The last several weeks, most nights Joey would wake one of us up in the middle of the night, whining to go outside. Somewhat ironically she didn’t last night. She’s lost 15 pounds over the last few months. She was only eating, maybe, a half cup of food per day. She used to eat four cups at one point.
We pulled up to the veterinarian’s office, and even in the car she was shaking nervously. She knew where we were. I’m convinced she could smell death. I hate that for her.
I exited the drivers door, walked around to the back passenger side and Danielle grabbed her leash, she carefully jumped down to the wet pavement. I left my glasses on the dash, partly because of the rain and partly because I was already wiping away tears.
I squatted in front of her, looked her in her foggy eyes, put both hands around her head and rubbed back on her ears. “I’ll see you later, girl.” I stood and Danielle walked her to the door. She seemed hesitant, but not as hesitant as she was a few days earlier when we visited for her “elderly” consultation.

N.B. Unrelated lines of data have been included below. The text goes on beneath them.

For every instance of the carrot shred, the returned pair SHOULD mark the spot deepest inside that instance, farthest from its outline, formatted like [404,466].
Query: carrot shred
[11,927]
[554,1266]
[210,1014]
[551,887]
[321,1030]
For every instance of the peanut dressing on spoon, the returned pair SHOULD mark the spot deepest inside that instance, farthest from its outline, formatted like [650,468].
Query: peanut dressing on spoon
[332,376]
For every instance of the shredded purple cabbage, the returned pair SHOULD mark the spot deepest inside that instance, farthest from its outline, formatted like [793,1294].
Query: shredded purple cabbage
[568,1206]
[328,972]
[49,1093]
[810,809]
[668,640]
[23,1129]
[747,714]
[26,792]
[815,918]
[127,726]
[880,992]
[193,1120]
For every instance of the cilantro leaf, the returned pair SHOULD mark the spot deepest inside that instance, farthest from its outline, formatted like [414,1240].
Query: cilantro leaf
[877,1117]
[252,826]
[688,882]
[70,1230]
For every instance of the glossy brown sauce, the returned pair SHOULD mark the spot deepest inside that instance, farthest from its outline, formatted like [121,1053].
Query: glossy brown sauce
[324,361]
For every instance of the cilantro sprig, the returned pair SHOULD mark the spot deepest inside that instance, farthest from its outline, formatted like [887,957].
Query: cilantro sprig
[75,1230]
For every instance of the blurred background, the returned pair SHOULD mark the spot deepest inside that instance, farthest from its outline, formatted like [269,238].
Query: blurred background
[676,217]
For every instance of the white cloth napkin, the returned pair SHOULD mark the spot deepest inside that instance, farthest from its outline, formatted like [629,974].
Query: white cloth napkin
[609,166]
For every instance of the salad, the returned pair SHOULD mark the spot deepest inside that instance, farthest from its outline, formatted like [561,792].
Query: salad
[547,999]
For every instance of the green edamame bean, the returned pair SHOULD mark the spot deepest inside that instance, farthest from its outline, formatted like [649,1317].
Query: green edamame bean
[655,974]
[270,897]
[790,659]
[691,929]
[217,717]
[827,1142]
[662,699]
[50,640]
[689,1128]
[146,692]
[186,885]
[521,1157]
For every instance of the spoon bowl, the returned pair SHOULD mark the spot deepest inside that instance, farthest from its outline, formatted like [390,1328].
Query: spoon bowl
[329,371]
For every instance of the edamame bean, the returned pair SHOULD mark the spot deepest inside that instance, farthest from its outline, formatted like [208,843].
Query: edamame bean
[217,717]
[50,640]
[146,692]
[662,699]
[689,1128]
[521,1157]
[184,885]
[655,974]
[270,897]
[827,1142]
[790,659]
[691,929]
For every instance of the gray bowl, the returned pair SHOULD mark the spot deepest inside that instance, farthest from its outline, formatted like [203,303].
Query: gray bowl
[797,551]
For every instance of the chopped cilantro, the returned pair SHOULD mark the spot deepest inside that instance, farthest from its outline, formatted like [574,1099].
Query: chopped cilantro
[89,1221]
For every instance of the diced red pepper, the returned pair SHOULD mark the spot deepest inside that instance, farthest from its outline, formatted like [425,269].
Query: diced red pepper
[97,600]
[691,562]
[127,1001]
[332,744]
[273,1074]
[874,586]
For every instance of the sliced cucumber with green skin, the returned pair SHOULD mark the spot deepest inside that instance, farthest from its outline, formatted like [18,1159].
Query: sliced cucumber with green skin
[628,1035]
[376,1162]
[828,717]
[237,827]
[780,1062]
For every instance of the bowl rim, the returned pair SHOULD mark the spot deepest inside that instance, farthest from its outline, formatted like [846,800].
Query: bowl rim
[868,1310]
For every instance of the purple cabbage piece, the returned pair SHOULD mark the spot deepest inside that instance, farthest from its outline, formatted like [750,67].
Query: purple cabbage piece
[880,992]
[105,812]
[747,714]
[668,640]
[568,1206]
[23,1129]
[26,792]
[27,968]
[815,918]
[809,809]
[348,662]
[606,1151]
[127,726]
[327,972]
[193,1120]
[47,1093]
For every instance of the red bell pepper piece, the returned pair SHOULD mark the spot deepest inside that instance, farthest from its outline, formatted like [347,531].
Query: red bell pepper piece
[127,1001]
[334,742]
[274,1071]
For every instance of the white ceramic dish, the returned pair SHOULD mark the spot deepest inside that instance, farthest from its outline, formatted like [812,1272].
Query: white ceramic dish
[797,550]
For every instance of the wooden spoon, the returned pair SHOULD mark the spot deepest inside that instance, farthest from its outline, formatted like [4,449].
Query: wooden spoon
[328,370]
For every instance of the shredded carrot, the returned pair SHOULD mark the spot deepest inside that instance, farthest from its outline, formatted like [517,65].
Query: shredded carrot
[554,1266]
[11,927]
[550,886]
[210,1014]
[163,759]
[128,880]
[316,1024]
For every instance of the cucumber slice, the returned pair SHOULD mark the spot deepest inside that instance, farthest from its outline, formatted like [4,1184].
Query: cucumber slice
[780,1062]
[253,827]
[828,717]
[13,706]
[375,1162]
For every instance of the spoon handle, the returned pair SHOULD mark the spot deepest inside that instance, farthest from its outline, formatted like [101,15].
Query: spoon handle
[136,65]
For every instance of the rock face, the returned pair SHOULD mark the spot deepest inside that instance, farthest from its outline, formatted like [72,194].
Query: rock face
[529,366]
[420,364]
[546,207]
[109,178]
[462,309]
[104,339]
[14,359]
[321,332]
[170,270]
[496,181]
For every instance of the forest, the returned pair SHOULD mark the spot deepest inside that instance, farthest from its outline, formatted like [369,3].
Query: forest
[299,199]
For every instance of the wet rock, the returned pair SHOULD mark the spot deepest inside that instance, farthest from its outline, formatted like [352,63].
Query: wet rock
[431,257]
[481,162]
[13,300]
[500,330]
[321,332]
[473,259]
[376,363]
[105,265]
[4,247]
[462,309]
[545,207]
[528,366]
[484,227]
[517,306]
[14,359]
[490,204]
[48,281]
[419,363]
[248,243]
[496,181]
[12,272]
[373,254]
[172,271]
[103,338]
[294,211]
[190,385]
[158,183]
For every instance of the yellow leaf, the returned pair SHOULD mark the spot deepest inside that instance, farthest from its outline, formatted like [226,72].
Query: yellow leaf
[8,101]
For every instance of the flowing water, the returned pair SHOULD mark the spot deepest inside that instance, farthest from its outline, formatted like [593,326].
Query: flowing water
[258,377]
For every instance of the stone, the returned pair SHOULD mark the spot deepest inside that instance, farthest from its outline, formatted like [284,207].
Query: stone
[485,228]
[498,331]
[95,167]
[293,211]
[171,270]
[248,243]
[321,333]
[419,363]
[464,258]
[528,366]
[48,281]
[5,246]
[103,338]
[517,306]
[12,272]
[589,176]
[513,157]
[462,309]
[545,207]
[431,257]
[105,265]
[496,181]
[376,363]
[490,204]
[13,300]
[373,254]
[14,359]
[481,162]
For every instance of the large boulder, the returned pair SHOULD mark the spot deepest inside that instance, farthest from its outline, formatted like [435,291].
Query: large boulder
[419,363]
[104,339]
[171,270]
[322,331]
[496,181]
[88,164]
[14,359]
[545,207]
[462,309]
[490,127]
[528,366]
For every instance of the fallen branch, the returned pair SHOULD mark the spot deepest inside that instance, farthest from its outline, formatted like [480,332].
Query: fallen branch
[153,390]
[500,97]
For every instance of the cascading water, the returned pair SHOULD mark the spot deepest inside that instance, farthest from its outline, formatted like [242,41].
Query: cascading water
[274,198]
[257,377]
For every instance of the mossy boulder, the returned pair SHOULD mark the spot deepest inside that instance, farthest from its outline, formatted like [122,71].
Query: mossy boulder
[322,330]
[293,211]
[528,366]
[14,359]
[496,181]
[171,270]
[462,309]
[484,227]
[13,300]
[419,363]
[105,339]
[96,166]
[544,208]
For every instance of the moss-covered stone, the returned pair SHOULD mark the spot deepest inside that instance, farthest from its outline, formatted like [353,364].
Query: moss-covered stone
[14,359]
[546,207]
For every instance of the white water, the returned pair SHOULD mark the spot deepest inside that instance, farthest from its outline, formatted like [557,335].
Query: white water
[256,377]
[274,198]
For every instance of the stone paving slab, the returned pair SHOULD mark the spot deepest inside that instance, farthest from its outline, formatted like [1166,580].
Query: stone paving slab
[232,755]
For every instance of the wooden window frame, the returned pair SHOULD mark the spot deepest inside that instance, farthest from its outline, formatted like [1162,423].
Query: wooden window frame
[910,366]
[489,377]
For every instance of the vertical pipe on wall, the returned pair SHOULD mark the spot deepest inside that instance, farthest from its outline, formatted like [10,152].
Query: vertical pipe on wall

I want to believe, while nervous, she was accepting. A greater good was taking place. “All dogs go to heaven.” I don’t know if that’s a fact, but I’ll choose to believe it in this case. Lindley, Joey’s sister was already there. Cooper, Joey’s former roommate, was already there. Aunt Ellie, Aunt Betsy, and her friend, Tweak. I’m probably forgetting a couple.
While nervous, she was accepting. God, this sounds silly, and mind you, I realize Jesus wasn’t a dog…but the similarity is in the loyalty. Joey was the most loyal. To me. To Danielle. To Mae, who she seemed to despise a lot of the time. To Lindley and Cooper. As she walked to her death she was loyal. It’s not what she wanted.
Jesus was loyal to his death. To the disciples. To Mary, and Mary. To the sinners. To us. And to the other two-thirds of the Trinity.
Death – It’s not what any of us want.
But we are all walking towards it.
How loyal are we?
We were the ones breaking her loyalty by having her on a leash, putting her in the car, literally taking her to her death. We were the ones. I so wish there could have been another way.
I’ll miss her for the rest of my life. I’m tearing up now wishing it hadn’t come to this. But it all comes to this.
The promise is that all things are being made new, even in my own disloyalty. And that’s where I’ll rest today.